Wednesday, September 5, 2012

Eye on Tech ETFs Following Yahoo, Apple Earnings

After a stellar performance out of Intel to kick off earnings season last week, several other bellwethers have reported impressive results, leading some investors to believe that the market recovery is the real deal (see all the early winners and losers from the start of earnings season). Looking to add to recent recent gains will be technology ETFs, which are watching a slew of crucial earnings reports this week. Yesterday, all eyes were on Apple (AAPL) and Yahoo! (YHOO) after the bell as two of the most eagerly anticipated reports came out after the markets closed. These reports are likely to impact this morning's trading, and will likely help to set the tone for technology ETFs as the second quarter ramps up.

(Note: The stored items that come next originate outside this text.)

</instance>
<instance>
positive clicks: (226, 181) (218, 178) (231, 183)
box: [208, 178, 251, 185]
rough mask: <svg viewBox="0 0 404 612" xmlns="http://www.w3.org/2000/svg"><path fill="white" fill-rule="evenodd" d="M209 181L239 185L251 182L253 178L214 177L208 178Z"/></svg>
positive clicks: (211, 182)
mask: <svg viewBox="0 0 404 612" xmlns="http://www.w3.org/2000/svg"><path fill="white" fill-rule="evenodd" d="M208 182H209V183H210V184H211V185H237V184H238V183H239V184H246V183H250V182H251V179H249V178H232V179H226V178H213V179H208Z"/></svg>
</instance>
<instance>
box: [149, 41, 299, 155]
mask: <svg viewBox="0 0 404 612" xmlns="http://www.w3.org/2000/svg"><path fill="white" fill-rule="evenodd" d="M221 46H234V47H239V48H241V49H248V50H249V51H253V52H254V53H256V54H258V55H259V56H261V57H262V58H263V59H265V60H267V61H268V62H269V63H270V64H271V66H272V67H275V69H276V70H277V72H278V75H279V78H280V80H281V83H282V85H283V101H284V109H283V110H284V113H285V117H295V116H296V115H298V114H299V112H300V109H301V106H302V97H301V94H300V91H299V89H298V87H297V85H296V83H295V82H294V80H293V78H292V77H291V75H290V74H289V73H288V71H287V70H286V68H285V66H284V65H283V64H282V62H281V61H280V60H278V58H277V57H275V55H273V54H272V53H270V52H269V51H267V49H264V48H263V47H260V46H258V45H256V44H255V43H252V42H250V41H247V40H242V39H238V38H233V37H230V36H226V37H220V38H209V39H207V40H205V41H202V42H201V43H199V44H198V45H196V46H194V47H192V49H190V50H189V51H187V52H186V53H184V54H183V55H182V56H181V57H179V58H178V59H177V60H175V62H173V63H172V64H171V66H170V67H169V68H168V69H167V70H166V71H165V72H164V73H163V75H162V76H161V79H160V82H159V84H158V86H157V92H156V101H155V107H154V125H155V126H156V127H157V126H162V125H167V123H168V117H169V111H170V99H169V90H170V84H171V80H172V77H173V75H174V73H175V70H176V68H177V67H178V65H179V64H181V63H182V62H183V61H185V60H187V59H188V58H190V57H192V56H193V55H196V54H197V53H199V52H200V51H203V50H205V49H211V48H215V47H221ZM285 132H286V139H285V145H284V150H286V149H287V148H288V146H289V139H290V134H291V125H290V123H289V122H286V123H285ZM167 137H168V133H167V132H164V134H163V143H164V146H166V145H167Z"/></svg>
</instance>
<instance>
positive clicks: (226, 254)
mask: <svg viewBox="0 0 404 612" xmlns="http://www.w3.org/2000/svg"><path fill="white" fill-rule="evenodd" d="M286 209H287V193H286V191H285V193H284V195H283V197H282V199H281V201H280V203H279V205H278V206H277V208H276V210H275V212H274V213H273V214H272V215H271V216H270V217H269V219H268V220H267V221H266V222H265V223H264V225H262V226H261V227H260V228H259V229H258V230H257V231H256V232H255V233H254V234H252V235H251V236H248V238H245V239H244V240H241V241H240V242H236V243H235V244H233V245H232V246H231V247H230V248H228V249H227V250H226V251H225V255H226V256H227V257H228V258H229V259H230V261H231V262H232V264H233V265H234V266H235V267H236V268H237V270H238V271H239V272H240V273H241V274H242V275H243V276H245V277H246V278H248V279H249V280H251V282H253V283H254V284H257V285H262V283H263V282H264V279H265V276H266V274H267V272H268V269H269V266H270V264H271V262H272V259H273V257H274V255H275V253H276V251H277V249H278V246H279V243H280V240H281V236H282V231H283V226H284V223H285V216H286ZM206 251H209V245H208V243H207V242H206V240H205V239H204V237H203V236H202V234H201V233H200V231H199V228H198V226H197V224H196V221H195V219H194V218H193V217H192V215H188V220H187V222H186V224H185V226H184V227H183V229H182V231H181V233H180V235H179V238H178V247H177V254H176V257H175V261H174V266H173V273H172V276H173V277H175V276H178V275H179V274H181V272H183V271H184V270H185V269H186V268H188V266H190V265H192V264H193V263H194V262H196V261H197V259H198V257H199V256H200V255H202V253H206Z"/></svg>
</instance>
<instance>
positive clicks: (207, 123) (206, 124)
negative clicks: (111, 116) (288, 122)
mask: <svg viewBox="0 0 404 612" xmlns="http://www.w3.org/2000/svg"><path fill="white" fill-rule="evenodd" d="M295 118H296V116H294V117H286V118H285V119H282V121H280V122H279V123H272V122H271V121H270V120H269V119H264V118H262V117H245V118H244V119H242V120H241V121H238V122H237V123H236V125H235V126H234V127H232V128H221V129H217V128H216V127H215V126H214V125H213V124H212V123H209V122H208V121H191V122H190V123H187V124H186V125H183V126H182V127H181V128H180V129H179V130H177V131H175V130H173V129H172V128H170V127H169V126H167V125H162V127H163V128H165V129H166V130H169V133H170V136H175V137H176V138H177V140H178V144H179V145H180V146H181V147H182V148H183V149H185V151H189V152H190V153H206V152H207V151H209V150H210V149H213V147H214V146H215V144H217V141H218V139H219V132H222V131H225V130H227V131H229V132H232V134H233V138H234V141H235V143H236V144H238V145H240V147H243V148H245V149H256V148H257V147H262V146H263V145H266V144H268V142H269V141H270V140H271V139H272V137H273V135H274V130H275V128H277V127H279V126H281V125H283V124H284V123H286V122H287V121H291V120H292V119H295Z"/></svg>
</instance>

Yahoo! was projected to show an improved first quarter by posting a profit of 9 cents a share on $1.7 billion in revenues. However, the company crushed estimates for net income by posting earnings of 22 cents a share on the back of $1.6 billion in revenues. Although the net income figures were nearly triple that of 2009, the lack of revenue growth sent shares tumbling close to 1% in early after hours trading. Last year, Yahoo! reported earnings of 8 cents a share on revenues of $1.58 billion.

Apple was projected to show double-digit gains in both revenue and earnings on the back of strong sales from the iPhone and Mac products. Net income was projected to rise to $2.25 billion with earnings per share coming in at $2.45. Apple reported revenues of $13.5 billion and earnings of $3.33 a share. This came after a growth spurt in the iPhone segment, which saw growth of 131% on 8.8 million units sold. In this quarter last year, Apple earned $1.33 a share on revenues of roughly $9.5 billion. After the report, trading on Apple shares was halted until 3:50 CDT, at which point the shares initially soared higher by more than 6%.

Three ETFs to Watch:

While there are a multitude of technology ETFs (see all the ETFs in the Technology Equities ETFdb Category), the following three stand out as potential big movers after the reports from Yahoo! and Apple:

PowerShares QQQ (QQQQ): This ETF, which tracks the Nasdaq-100 Index, will be heavily impacted by Apple’s earnings. QQQQ allocates 15.5% of its assets to AAPL; Yahoo! is not one of the top 30 holdings.

Internet HOLDR (HHH): HHH invests in companies that have significant operations based on or developed for the internet. Some of its top holdings include Amazon.com and Ebay, in addition to Yahoo! (which makes up 15% of the fund). However, Apple is not in the fund’s holdings suggesting that Apple’s earnings report will have only a collateral effect on the performance of HHH.

SPDR MS Technology Fund (MTK): MTK tracks the Morgan Stanley Technology Index, which focuses on electronics-based tech companies. The fund is extremely diversified compared to the other technology ETFs available on the market today despite holding just 37 different equities; its top holding makes up just 3.1% of the fund. While MTK doesn’t allocate a significant portion of its assets to either Apple or Yahoo!, it does have both in its top 10 holdings with Apple comprising 3% of the total assets and Yahoo! comprising 2.9%.

Disclosure: No positions at time of writing.